Os Recorridos adoptaram uma conduta que configura uma recusa de cumprimento do contrato-promessa, desde logo porque declararam “rescindir” esse contrato, sem que para tal tivessem fundamento, com o que deixaram clara a sua vontade de porem fim ao contrato-promessa e de não realizarem a prestação a que se obrigaram através desse contrato.
B.
Para além disso, os Recorridos afirmaram, nas missivas enviadas à Recorrente e à FDO - Imobiliária, que haviam perdido o interesse na celebração do contrato definitivo.
C.
O Tribunal da Relação de Évora considerou que não se provaram factos que fundamentem a perda de interesse por parte dos Recorridos, pelo que julgou ilícita a rescisão contratual por eles declarada, o que equivale a um incumprimento definitivo do contrato-promessa pelos Recorridos.
D.
Ao ser ilícita, a rescisão do contrato-promessa por parte dos Recorridos manifesta a vontade destes de não cumprirem tal contrato.
E.
Acresce que, numa reunião tida apenas pelo Recorrido CC na Câmara Municipal de ... em Março de 2010, convocada a pedido daquele e cujo tema foi a discussão de uma nova proposta para o Plano de Pormenor da ..., o Recorrido declarou que iria retomar pessoalmente o assunto – cfr. Ponto 26 dos Factos Provados e Acta junta com a contestação como documento n.º 4.
F.
Esta conduta do Recorrido CC demonstra inequivocamente que naquele momento já não era intenção dos Recorridos alienar a sociedade EE, incluindo a ..., à Recorrente e à BB, porque até então e desde a celebração do contrato-promessa tinham ficado as promitentes-compradoras a conduzir o processo de elaboração do projecto do Plano de Pormenor – cfr. Ponto 19 dos Factos Provados.
G. Ademais, na sequência daquela reunião, em Junho de 2010, ou seja, já depois da rescisão do contrato-promessa declarada pelos Recorridos, o gabinete de arquitectura “E...” elaborou, a pedido dos Recorridos, um novo projecto, designado “Estudo Prévio”, para a ... - cfr.
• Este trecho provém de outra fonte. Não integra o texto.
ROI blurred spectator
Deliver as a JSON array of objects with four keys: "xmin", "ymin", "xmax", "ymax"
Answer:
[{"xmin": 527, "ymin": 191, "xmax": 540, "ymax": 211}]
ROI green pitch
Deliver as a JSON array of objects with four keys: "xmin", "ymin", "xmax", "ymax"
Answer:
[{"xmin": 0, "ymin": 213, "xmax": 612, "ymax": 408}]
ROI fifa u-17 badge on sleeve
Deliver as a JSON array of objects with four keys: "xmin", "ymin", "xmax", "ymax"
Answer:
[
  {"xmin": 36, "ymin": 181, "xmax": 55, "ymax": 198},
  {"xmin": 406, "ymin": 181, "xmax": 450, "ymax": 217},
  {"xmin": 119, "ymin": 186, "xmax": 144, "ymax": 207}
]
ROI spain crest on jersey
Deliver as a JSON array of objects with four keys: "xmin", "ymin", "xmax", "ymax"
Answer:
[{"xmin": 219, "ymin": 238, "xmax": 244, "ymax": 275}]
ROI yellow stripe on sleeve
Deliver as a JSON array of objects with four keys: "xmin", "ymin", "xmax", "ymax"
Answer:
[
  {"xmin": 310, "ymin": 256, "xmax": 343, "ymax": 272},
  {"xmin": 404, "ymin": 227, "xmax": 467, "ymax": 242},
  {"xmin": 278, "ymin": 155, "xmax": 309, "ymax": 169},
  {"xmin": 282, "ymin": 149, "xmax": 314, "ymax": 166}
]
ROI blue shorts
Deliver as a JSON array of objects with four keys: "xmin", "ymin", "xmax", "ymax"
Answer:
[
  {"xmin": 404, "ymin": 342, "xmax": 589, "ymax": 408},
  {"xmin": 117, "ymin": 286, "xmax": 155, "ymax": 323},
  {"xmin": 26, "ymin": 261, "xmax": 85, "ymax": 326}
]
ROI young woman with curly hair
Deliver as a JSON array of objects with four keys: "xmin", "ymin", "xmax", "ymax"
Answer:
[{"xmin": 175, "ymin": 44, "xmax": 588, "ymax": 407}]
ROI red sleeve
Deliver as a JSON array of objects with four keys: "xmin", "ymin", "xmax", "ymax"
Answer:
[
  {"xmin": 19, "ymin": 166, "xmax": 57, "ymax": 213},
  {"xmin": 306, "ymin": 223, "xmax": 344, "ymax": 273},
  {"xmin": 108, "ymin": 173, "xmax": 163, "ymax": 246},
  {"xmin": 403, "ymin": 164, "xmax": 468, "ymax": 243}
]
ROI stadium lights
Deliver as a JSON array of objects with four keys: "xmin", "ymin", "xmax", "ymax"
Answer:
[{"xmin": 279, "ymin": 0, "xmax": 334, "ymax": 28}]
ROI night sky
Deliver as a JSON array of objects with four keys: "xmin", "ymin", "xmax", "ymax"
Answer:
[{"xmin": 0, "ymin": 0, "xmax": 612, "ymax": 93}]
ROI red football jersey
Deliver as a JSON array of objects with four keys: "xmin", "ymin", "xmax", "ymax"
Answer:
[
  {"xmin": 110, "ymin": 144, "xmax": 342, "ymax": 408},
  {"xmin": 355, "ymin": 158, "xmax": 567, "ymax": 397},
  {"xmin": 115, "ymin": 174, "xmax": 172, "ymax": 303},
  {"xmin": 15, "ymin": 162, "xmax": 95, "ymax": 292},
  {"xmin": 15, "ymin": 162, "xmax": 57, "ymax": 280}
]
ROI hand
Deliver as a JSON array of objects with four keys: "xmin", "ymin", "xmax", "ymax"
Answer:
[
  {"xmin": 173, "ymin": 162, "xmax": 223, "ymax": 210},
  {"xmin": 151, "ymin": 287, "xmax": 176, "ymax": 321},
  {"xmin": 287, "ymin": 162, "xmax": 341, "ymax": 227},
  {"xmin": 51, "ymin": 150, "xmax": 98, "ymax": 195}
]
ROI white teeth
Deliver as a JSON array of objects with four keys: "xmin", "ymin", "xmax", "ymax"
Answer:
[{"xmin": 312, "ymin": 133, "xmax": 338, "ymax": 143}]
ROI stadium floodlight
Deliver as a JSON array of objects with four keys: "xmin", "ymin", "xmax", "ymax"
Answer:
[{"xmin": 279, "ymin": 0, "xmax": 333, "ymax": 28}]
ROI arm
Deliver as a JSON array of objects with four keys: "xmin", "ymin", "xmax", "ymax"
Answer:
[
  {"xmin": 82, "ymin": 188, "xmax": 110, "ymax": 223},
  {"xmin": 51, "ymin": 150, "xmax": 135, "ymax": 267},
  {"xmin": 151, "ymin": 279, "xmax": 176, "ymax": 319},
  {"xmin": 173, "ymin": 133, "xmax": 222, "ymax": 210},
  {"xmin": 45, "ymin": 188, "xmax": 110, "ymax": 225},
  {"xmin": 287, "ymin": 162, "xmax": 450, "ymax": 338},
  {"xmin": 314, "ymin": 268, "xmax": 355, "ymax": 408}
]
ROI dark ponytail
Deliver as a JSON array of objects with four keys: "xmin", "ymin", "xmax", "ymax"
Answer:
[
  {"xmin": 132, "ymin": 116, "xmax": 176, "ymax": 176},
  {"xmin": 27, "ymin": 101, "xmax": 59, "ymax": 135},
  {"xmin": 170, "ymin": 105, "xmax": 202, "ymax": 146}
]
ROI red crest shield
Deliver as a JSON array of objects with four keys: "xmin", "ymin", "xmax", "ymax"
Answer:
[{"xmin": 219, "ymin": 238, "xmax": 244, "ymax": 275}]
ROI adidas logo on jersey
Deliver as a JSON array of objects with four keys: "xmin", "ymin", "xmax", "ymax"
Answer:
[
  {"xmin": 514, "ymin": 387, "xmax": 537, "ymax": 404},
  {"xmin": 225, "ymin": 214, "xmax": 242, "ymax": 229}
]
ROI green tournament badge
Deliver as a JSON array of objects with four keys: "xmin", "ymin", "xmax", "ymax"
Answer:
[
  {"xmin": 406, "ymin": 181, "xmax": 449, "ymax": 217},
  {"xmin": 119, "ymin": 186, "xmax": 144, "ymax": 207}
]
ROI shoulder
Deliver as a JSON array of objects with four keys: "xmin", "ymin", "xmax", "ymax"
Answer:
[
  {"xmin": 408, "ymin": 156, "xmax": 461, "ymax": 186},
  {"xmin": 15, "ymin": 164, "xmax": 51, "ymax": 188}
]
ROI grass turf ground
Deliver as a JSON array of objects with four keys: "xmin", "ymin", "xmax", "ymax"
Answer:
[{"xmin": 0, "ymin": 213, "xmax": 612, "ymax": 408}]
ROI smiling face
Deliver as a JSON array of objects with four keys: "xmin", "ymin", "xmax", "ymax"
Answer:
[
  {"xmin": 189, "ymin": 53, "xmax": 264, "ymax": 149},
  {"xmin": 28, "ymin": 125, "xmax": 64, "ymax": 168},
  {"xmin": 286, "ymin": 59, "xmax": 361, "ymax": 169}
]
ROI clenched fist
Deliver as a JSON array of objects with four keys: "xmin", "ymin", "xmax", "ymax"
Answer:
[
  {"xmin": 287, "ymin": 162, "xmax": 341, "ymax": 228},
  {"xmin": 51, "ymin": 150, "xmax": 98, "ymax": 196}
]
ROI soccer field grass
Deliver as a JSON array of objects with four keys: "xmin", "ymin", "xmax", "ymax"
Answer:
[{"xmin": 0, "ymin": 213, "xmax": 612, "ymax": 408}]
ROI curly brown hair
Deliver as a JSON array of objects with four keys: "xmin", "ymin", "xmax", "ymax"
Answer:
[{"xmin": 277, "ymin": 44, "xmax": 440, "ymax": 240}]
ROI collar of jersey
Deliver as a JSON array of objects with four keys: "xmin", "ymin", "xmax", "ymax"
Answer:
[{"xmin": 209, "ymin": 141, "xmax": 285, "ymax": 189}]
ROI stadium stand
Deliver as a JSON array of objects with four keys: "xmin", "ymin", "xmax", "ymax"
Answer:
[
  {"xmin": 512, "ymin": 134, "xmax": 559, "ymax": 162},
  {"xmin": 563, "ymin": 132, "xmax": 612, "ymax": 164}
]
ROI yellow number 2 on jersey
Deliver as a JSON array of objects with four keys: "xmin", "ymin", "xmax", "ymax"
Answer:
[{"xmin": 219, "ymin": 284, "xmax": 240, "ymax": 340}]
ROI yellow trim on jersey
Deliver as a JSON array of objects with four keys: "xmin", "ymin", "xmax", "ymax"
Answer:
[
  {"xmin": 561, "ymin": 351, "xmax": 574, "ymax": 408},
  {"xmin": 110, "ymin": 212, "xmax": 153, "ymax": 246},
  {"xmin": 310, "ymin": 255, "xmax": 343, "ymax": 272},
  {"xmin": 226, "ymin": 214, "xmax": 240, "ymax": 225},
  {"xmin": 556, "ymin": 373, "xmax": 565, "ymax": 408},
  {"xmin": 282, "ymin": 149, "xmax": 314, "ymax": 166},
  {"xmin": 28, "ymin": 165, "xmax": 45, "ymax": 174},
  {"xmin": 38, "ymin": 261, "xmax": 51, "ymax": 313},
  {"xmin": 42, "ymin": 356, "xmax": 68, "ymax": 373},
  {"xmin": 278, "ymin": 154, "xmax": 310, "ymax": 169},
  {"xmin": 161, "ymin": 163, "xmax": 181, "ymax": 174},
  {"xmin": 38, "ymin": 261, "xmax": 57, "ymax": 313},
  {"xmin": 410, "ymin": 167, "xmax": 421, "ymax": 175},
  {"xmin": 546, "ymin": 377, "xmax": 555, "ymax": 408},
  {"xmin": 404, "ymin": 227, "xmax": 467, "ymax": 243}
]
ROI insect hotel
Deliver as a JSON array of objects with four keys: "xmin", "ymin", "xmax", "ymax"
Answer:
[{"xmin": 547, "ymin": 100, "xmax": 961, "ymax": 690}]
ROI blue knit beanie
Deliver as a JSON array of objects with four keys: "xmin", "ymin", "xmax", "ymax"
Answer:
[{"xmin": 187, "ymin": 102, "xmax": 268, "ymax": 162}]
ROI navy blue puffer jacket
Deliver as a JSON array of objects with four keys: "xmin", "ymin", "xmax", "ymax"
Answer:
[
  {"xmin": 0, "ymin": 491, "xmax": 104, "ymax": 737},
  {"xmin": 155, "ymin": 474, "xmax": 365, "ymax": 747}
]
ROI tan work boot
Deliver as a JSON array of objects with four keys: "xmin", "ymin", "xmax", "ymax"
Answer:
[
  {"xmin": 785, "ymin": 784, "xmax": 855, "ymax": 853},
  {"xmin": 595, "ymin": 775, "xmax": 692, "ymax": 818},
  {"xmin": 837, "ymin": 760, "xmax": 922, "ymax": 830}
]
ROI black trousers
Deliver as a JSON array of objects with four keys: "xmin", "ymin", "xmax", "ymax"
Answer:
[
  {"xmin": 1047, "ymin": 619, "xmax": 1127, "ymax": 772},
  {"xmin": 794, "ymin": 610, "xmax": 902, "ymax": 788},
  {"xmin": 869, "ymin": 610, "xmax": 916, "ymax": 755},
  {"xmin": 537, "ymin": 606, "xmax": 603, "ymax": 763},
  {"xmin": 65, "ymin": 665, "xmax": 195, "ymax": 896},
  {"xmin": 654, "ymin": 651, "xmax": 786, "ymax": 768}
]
Ponto 27 dos Factos Provados, artigo 75.º da contestação e documento de fls. 133 e seguintes dos autos.
H.
Mais: o teor da contestação deduzida pelos Recorridos no presente processo é uma manifestação clara e inequívoca de que não pretendiam nem pretendem cumprir o contrato-promessa, o que é inegável tendo em consideração que se opuseram ao pedido de execução específica.
I.
Por fim, certo é que até hoje, mais de sete anos depois de terem declarado a rescisão do contrato-promessa, os Recorridos não tomaram qualquer iniciativa com vista à celebração do contrato definitivo, ao contrário do que haviam feito em momento anterior.
J.
Como é pacificamente reconhecido pela doutrina e pela jurisprudência, a recusa de cumprimento por parte do devedor consubstancia um incumprimento definitivo do contrato e dispensa o credor dos ónus previstos no artigo 808.º, n.º 1, do CC.
K.
O comportamento adoptado pelos Recorridos, do qual resulta de forma manifesta o repúdio do contrato-promessa, é irreversível, sob pena de abuso do direito na modalidade de venire contra factum proprium, sobretudo porque permitiria aos Recorridos, agora e mais de sete anos depois, receber cerca de 2 milhões de euros, para além dos mais de 3 milhões que já receberam, por uma sociedade cujo único activo é a ..., cujo valor é de apenas €808.000 – cfr. Ponto 30 dos Factos Provados.
L.
Mesmo que se considere, como fez o acórdão recorrido, que a declaração de rescisão emitida pelos Recorridos é uma declaração de resolução, ilícita, estamos também perante uma recusa do cumprimento e, como tal, de um incumprimento definitivo do contrato.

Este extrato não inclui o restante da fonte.